À plus long terme, nous devons réfléchir au co-développement des deux pays, sortant du schéma du double-concentré de tomate contre dollar et du pétrole à prix d’amis contre soins privilégiés dans les cliniques tunisiennes :
- Un pôle hospitalo-universitaire à Médenine, incluant des formations en médecine, en pharmacie, en biologie, en infirmerie, un hôpital public, des cliniques privées, des laboratoires d’analyses, des pharmacies, des centres de rééducation, etc. Ce pôle permettrait l’accueil de patients de la région et de libyens, améliorerait l’infrastructure et les services publics dans le sud-est, formerait des cadres médicaux et para-médicaux en partie libyens, créerait des emplois directs et indirects dans la région diversifiant l’offre, etc.
- Des technopôles et des zones industrielles facilitant l’installation des entreprises tunisiennes mais aussi occidentales, destinées à l’exportation des biens et des services vers la Libye tout en bénéficiant de l’environnement d’affaires, des conditions fiscales et légales avantageuses, de l’infrastructures et de la main d’œuvre qualifiée tunisienne.

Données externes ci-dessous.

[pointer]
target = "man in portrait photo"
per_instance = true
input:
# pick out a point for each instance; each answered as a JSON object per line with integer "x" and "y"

Ces pôles pourraient aussi offrir à la Libye des formations et du transfert technologique dans une coopération durable et gagnant-gagnant. La Tunisie pourrait cibler des secteurs très demandeurs en Libye : agro-alimentaire et conditionnement à Zarzis ; bâtiments, génie civile, industrie et service du pétrole à Tataouine ; TIC, électronique, instruments à Médenine. Ce genre d’offres est difficilement égalable par d’autres : les asiatiques se contentant d’exportation sèches et souffrant de l’éloignement et de la logistique, les européens souhaitant investir la Libye mais frileux, et conscients des risques. Les deux pourraient en trouver une opportunité d’installation comblant une partie de leurs lacunes intrinsèques. Quant à l’Egypte, nos relations avec la Libye et notre capacité de dégainer plus vite pourront nous donner un avantage conséquent sur un marché de choix. Les impacts en matière création de valeur, d’emploi et de projection de la main d’œuvre et de l’économie nationale sont évidents.
- Des accords stratégiques et formels sur des facilités d’accès au marché libyen, sur l’emploi de tunisiens et la coopération technique, sur la formation de libyens, sur le transfert technologique et du savoir-faire, avec un échange de cadres et de hauts cadres entre les deux pays permettraient une relation durable, juste, d’entremêler les intérêts et les personnes, et faciliteraient une intégration économique et sociale. Il ne faut pas que nos “frères libyens” se sentent notre soupape liquidant nos demandes d’emplois non-qualifiés, mais notre partenaires bénéficiant de cadres de haute qualité répondant à leurs besoins en matière de santé, de bureau d’études, de nouvelle technologie, etc. et augmentant leur indépendance par rapport à leurs fournisseurs plus lointains géographiquement, stratégiquement et culturellement.